La folle machine à dubliner la chaire humaine s’arrêtera-t-elle jamais ? Vague après vague les victimes de notre monde tordu parviennent jusqu’à nous. Herta, la divinité germanique incarnant le cycle des migration (dite également Hertus ou Herte, mais aussi Erda, Ertha, Nertha, Nerthus, voire Njörd ou Njördr), n’a pas fini de titiller notre conscience avec sa question gênante « et si c’était toi ? ». Il est urgent de faire un sort au règlement Dublin III, alors que se prépare la prochaine refonte française du code de l’immigration. A ce qu’on en sait, elle devrait supprimer les dernières soupapes à l’arbitraire : l’obligation de vérifier qu’un pays de renvoi présumé « sûr » n’est pas une « destination tombe », la possibilité pour le pays de présence de reprendre la main sur l’asile, après un certain délai, dès lors que le pays »responsable unique » ne manifeste pas son accord à donner suite (on va passer à une compétence éternelle, assumée ou non), la possibilité de représenter une demande d’asile après un premier déboutement et un temps long passé dans le pays, etc. L’errance des mal-accueillis à travers Europa a hélas un avenir inquiétant. Depuis 2015, existe – sur le papier au moins – un mécanisme de répartition (à partir d’états ayant dépassé de plus de 50 % leur capacité d’accueil physique). Celui-ci n’aura permis le transfert que de 30.000 personnes sur le million d’exilés accueillis par la Germanie libérale du dieu Thor.
– Comme l’expose la Cimade dans la position de son conseil national du 13 octobre 2017, « la question de l’asile doit être réglée à l’échelle européenne ». Depuis 25 ans, la tutelle bruxelloises sur les migrations s’est développée et le contrôle exercé par les cours de justice s’est aussi amélioré. En France, le Défenseur des droits s’est courageusement engagé. Revenir à l’a souveraineté pure des royaumes individuels conduirait vite au chaos. De plus, la gestion communautaire de l’accueil confèrerait à Europa un visage plus humain que celui résultant de sa gestion financière.

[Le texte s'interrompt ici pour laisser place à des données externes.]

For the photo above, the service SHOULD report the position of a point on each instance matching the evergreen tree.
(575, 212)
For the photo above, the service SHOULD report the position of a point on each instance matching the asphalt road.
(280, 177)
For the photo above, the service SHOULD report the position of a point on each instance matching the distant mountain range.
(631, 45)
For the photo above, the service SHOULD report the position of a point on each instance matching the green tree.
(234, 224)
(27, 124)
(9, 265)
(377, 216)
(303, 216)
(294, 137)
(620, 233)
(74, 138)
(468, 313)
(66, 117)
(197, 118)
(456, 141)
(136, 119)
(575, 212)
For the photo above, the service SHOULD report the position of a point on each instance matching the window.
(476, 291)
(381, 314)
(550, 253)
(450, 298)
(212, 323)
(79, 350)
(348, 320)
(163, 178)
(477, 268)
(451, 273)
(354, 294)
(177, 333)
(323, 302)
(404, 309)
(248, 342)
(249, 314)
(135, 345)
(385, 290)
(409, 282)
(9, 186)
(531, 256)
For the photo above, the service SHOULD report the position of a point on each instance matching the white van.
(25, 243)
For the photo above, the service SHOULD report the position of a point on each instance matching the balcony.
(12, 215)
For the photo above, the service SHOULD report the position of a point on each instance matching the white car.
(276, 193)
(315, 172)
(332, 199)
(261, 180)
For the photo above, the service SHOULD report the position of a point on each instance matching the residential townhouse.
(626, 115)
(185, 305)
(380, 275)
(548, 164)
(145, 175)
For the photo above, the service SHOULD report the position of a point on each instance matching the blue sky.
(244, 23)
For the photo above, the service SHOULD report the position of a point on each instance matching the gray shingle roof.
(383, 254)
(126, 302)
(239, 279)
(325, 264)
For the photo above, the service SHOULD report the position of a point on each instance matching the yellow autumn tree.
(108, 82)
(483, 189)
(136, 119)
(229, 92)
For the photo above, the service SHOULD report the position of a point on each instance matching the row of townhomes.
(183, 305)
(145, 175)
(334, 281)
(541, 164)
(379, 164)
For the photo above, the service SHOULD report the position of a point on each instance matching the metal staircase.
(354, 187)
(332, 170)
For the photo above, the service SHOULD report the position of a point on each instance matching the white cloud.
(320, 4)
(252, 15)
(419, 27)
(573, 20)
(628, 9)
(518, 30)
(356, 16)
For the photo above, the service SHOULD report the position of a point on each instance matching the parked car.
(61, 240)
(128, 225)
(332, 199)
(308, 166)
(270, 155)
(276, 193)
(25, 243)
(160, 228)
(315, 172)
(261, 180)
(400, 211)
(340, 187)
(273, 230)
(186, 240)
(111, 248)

Sortir par le haut le mauvais génie Dublinos aboutirait à rétablir la liberté de choix personnel, pour le demandeur, du pays d’accueil et d’installation. Le nombre des « sans papier » errant au travers des frontières s’en trouverait fortement réduit. Pratiquement, cela impliquerait une mise en commun solidaire, au niveau des enfants d’Europa, de l’instruction des dossiers de demande d’asile, et des dossiers migratoires en généra. Auront-ils la volonté politique d’y procéder dans le cadre d’un office européen indépendant ? Il reviendrait à cette entité de définir clairement des principes et des buts ainsi que d’harmoniser les procédures et les taux d’obtention de la protection d’un pays à l’autre. L’hypocrisie des listes de pays ou pays-tiers présumés « sûrs » (où Hermès ne vous conseillerait pas d’aller en vacances, cependant), le tri expéditif des personnes, la rétention ou l’assignation comme formes d’emprise policière sur des innocents, tout cela doit partir en même temps que l’obligation de confinement au premier pays de transit. La sauvegarde de la dignité des nouveaux arrivants ne doit pas connaître d’exception. A vous qui appelez au secours, l’accès aux autorités concernées de la rive Nord ne devrait plus être bloqué, par un dispositif d' »externalisation » c’est à dire de regroupement dans des lieux éloignés d’Europa, hostiles voire dangereux pour ceux placés en tel purgatoire. Ceci constitue en effet une violation grave du droit international (notamment de la Convention de Genève de 1951) et pourrait même impliquer une forme de complicité de crime contre l’humanité, comme on le constate – avec effarement – dans le cas des « marchés aux esclaves » de Libye. Les rançonneurs-tortionnaires n’ y sont-ils pas stipendiés par Europa, elle-même ?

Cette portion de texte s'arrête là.